Copper rises as Chinese imports surge, LME stocks fall
Copper rose, underpinned by higher Chinese imports and a fall in stocks stored in LME warehouses.
China's refined copper imports rose nearly 120 pct to 148,679 tonnes in February – the highest level in two years – compared with the same month a year ago.
At 12.29 pm, LME copper for 3 month delivery was up at 6,760 usd a tonne against 6,609 usd at the close yesterday.
'Copper has a base of fundamental reasoning to its strength with buying continuing in China where imports are increasing rapidly over last year's levels,' said Alex Heath, head of the base metals desk at RBC Capital Markets.
Stocks of the metal fell 1,525 tonnes to 187,775 tonnes today, reported the LME in a daily report.
Strong Chinese imports, which boasts the world's fastest growing economy, combined with the fast-approaching seasonally busier second quarter paint a strong underlying picture for copper, said Standard Bank analyst, Tariq Salaria.
He explained demand in the second quarter is traditionally stronger as Western European countries tend to process higher volumes of metal before they embark on long summer vacations.

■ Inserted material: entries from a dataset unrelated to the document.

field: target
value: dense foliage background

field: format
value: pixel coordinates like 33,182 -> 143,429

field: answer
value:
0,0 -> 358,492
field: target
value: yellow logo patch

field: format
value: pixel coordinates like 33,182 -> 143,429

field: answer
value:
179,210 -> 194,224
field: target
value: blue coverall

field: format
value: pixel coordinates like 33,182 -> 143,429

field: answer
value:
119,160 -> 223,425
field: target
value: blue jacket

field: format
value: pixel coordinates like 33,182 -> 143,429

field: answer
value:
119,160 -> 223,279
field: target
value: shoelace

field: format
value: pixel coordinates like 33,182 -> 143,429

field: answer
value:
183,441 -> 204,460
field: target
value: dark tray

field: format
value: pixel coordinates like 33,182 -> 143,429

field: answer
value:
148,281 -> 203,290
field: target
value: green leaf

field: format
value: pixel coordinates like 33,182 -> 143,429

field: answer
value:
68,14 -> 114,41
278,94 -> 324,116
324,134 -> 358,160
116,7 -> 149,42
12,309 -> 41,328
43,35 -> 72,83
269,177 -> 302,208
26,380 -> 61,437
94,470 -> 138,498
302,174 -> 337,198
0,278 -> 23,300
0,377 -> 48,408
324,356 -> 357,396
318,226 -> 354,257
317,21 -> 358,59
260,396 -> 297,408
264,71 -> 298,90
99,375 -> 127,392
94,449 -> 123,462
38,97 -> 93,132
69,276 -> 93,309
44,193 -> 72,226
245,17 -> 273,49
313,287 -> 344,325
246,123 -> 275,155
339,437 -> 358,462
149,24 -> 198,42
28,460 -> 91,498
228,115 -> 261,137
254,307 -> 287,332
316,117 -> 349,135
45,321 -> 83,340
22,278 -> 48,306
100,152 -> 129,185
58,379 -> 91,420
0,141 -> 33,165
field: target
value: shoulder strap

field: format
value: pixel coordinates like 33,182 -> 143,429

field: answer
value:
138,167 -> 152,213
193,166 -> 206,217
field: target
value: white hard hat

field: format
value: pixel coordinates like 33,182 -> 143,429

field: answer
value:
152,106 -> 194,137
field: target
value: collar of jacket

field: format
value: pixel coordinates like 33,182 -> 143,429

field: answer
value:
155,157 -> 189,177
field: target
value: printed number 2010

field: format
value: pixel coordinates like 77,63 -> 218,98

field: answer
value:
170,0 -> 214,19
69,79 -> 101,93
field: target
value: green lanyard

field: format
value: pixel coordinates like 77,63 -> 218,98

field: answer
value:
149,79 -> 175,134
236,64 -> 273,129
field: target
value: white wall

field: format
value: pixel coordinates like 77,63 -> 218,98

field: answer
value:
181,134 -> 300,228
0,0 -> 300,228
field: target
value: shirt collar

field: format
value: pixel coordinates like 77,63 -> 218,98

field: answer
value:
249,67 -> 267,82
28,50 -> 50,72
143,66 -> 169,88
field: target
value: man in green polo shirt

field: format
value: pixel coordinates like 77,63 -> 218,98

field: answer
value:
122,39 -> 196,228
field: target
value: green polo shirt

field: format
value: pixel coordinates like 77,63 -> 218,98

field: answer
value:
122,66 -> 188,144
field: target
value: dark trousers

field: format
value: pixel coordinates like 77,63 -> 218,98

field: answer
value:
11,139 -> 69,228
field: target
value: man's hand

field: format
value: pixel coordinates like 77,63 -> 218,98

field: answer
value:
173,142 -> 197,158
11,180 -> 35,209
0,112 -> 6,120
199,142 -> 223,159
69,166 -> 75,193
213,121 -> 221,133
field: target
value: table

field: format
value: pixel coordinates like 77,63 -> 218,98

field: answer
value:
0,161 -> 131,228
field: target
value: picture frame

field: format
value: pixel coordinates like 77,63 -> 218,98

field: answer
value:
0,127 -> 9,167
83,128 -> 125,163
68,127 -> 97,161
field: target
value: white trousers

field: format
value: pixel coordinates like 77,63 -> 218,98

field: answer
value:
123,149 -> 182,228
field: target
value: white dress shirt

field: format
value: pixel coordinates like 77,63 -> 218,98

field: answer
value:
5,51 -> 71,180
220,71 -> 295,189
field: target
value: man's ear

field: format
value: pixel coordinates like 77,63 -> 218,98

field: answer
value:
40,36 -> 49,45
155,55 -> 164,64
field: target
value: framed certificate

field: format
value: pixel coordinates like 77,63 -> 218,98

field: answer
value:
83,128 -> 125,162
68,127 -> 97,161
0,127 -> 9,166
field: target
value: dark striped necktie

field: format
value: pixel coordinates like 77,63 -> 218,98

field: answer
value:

In the longer term, Salaria added: 'In the first half of the year, the market will be much closer to balance and the low level of stocks mean that it remains vulnerable to supply disruptions.'
Further, copper and indeed all base metals were supported by stronger equity markets worldwide after yesterday's US Federal Reserve meeting continued to boost sentiment.
The US Federal Reserve softened its tone, turning away slightly from its stance towards tightening monetary policy and in turn fuelling hopes that key US interest rates might be heading lower.
Commodity markets have become linked to equities after a global equity sell-off at the end of February, amid fears that demand might be dented.
However, RBC's Heath argued that 'perhaps more pertinent (in lifting prices) is the gradual realisation by many that the base metals fundamentals remain just too finely balanced'.
He added tight fundamentals suggest the impact of any disruption supplies would be exaggerated.
In other metals, nickel was up at 44,500 usd from 43,855 usd yesterday, but still off of its recent all-time high of 48,500 usd set last Friday.
Prices are widely anticipated to hit the 50,000 usd mark as stocks remain critically low and amid strong demand from the stainless steel industry – which accounts for 70 pct of nickel consumption. Current stocks available to the market are worth less than a day's worth of global consumption.
Aluminium was down at 2,225 usd from 2,750 usd per tonne at yesterday's close. Lead was up at 1,924 usd against 1,917 usd, tin was up at 14,000 usd against 13,875 while zinc was also up at 3,200 usd against 3,120 usd per tonne at yesterday's close.